Build Production-Ready RAG Systems with MLflow Quality Metrics

Khuyen Tran

What is MLflow GenAI?
Article Overview
Quick Setup
Core RAG Metrics
- Faithfulness Evaluation
- Answer Relevance Evaluation
Running and Interpreting Results
- Comprehensive Evaluation with MLflow
- Viewing Results in MLflow Dashboard
Interpreting the Results
Next Steps

Build Production-Ready RAG Systems with MLflow Quality Metrics

How do you know if your AI model actually works? AI model outputs can be inconsistent – sometimes providing inaccurate responses, irrelevant information, or answers that don’t align with the input context. Manual evaluation of these issues is time-consuming and doesn’t scale as your system grows.

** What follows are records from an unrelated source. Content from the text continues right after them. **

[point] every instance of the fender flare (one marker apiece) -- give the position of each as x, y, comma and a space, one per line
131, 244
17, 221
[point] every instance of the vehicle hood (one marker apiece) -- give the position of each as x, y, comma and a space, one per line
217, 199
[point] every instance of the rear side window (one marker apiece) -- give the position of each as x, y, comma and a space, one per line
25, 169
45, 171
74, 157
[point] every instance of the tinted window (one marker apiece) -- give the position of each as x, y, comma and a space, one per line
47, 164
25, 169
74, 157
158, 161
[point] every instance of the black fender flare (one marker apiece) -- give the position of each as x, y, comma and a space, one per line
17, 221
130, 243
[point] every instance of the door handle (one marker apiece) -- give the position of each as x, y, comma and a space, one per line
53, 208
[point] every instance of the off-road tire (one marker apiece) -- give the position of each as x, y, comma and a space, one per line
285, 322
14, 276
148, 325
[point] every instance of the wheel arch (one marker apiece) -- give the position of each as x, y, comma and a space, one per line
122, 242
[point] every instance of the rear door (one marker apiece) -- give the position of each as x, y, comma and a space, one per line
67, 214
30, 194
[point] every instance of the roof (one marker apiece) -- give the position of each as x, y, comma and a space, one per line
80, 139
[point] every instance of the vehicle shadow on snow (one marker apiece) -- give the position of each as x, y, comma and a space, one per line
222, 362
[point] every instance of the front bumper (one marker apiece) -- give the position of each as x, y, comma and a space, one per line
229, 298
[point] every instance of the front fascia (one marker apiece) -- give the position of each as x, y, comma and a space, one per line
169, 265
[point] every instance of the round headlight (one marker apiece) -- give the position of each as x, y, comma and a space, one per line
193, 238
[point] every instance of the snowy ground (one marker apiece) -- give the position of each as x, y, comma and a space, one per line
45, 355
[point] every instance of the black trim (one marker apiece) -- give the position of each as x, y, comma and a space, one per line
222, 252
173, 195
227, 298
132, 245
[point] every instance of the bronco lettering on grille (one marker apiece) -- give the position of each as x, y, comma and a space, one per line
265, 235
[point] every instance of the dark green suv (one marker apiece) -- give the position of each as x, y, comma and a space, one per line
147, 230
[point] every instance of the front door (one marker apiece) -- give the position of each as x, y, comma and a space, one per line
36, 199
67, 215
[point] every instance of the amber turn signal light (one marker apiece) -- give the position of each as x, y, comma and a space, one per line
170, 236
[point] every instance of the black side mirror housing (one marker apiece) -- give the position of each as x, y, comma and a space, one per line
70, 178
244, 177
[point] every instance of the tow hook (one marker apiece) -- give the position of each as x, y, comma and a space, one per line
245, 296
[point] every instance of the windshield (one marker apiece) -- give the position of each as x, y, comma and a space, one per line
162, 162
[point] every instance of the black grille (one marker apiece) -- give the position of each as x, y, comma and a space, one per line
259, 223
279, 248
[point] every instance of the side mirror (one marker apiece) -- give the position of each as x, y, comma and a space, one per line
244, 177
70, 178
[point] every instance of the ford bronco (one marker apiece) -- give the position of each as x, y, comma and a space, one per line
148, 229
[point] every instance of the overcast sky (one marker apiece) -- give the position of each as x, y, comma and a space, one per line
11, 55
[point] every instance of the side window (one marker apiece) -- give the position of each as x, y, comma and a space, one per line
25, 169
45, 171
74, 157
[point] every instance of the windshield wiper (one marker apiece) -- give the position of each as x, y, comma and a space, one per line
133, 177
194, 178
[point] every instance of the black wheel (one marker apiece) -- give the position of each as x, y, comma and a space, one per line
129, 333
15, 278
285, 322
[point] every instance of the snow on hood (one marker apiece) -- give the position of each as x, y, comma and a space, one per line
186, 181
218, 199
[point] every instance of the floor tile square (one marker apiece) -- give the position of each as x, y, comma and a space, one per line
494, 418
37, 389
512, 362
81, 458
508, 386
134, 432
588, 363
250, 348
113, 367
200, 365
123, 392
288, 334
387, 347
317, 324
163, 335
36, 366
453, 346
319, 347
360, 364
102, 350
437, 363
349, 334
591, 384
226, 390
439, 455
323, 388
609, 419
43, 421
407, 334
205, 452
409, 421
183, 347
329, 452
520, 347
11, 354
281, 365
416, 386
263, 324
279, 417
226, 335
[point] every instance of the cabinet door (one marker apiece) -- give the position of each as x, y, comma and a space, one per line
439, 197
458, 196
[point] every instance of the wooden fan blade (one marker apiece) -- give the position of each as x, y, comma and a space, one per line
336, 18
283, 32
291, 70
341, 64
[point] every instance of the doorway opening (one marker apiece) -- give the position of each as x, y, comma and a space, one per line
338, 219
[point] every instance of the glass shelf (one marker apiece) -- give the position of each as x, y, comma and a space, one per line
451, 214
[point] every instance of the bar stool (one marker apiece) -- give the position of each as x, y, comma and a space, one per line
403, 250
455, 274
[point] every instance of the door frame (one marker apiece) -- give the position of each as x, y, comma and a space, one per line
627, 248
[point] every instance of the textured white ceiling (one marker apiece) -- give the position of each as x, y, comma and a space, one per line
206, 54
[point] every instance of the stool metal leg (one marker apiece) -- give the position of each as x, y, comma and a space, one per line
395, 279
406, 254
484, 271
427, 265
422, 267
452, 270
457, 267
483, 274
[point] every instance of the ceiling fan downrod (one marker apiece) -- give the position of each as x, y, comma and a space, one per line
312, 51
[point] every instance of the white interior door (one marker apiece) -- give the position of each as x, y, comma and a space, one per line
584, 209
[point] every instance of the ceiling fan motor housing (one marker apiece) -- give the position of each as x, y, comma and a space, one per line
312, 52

MLflow for GenAI solves this problem by automating evaluation across two critical areas:

Faithfulness: Ensuring responses match retrieved context
Answer Relevance: Verifying outputs address user questions

This article teaches you to implement these evaluations and systematically improve your AI system’s performance.

What is MLflow GenAI?

MLflow is an open-source platform for managing machine learning lifecycles – tracking experiments, packaging models, and managing deployments. Traditional MLflow focuses on numerical metrics like accuracy and loss.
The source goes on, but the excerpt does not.